After the inoculation and during the initial stages of invasion and replication, there aren't enough viral particles to pose a significant person-to-person transmission risk. It's only when the infection becomes overwhelming (which is heralded by a fever) that the virus makes its appearance in body fluids, including blood, tears, saliva, sweat, diarrhea and vomit. Healthcare workers cannot avoid handling the sick patient or their bedclothes, and that's when accidental needle sticks and unconscious touching of their face - i.e. mucus membranes - leads to transmission of the virus to a new victim.

What are healthcare workers' attitudes about infections?

Getting health care workers to pay attention to the inadvertent spread of infection in the course of patient care has been a topic of research for decades.  It's not like they don't know how viruses move from person to person.  Rather, failure to act on that knowledge is a result of poor adherence, insufficient resources, staffing problems, lack of culture change, no impetus to change, and issues related to staff and patient education.  Even with intense education, attitudes may shift by a only a few percentage points. It's not uncommon for up to a quarter of health care workers to not follow basic infection control protocols after a teaching intervention.

How well do health care workers educate lay-persons?

Even when patients are in contact isolation for other reasons, healthcare workers do a bad job of dealing with the concerns of family members or educating their patients about its importance.
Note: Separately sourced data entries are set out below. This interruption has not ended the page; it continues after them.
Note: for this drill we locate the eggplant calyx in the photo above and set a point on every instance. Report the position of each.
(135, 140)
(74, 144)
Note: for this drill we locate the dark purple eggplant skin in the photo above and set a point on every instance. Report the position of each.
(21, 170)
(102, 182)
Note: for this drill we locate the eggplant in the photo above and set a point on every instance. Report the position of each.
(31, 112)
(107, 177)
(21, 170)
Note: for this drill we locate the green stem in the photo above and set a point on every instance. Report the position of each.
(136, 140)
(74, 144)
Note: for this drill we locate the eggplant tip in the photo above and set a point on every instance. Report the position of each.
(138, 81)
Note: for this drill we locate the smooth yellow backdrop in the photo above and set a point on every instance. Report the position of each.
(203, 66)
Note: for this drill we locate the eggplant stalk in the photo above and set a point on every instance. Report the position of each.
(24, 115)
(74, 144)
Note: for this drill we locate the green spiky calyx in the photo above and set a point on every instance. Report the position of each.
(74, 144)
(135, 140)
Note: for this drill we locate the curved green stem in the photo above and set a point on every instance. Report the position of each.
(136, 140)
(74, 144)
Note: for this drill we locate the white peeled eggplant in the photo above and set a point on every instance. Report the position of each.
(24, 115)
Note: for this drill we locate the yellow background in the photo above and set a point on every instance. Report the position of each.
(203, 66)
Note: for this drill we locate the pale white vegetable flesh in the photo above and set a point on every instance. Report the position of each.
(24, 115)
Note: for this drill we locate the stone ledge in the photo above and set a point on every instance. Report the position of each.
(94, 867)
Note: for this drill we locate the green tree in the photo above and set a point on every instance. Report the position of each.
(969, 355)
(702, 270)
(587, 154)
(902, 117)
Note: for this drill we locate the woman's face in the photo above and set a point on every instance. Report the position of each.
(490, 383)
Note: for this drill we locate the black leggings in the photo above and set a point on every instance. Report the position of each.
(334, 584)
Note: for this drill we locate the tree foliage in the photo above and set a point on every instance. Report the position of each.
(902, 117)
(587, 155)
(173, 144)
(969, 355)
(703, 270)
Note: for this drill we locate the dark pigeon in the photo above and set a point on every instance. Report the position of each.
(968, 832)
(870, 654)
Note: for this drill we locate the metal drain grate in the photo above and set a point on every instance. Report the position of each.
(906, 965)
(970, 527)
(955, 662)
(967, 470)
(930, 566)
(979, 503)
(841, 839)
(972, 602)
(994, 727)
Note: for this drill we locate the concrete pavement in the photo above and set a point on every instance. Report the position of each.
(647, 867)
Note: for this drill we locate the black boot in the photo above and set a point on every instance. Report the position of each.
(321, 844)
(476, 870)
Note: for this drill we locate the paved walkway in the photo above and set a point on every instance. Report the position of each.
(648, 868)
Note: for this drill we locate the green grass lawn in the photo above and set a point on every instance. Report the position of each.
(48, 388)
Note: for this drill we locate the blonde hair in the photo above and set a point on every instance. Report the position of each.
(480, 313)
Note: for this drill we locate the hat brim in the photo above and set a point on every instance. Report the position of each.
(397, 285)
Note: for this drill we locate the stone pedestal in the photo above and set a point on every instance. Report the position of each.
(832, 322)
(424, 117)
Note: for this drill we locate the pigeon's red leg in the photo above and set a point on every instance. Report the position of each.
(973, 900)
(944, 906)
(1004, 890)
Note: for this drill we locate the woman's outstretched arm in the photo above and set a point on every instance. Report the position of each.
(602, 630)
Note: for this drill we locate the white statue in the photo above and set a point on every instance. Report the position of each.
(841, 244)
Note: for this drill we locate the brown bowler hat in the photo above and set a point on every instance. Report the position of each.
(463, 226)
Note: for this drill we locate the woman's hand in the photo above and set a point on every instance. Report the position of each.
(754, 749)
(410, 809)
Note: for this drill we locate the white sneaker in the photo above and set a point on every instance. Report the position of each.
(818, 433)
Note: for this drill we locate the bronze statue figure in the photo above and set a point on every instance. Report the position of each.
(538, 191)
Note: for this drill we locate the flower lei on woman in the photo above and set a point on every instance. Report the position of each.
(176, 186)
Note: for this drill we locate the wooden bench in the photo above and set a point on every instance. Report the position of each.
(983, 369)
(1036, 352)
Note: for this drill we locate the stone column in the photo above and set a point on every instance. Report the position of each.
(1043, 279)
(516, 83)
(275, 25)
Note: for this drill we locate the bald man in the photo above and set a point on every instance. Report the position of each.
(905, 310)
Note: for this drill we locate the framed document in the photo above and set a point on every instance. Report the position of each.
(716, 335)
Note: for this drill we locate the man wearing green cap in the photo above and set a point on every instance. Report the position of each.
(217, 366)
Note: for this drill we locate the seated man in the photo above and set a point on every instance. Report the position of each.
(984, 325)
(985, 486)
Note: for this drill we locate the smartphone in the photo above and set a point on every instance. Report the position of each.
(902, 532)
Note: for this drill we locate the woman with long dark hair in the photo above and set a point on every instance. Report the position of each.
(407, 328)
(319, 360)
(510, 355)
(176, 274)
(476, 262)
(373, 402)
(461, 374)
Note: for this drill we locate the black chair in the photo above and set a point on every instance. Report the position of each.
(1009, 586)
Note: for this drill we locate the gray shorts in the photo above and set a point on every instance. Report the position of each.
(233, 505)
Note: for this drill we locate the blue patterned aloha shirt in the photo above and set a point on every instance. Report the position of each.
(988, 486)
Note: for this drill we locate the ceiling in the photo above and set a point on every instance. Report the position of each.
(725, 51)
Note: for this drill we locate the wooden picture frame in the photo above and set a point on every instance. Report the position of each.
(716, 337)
And it doesn't help that nurse "burnout" can be an independent risk factor for the inadvertent transmission of infection to patients.

While reports like this portray the importance of public education, it's fair to say that the gap between the "stay calm" Ebola expertise of organizations like the CDC and the growing alarm of the lay public is significant.

The Population Health Blog's take?

Healthcare providers have cared for patients with other serious infectious diseases, and their attitudes to dealing with Ebola are not new. While the PHB is unaware of the details of how the two nurses described above contracted the disease, it was just a matter of time until someone got infected. 

If more primary Ebola cases occur in the U.S., we can expect more healthcare workers to contract the disease. A nonchalance toward infectious disease has been a part of the medical landscape for decades.  While the risks associated with Ebola are higher (a purported mortality rate as high as 70%), this is another virus bumping into decades-long patterns of imperfect human behaviors.

While the public is extremely concerned about the specter of Ebola, expert infectious disease talking-heads are well-acquainted with the above data.  They are not surprised that nurses are coming down with Ebola.  Unfortunately, that unsurprised expertise combined with a legacy of poor lay-public education is coming across as incompetence. That's especially true when clinical judgment about a fever leads to a plane-load of passengers being exposed to a sick patient's body fluids. The public deserves better.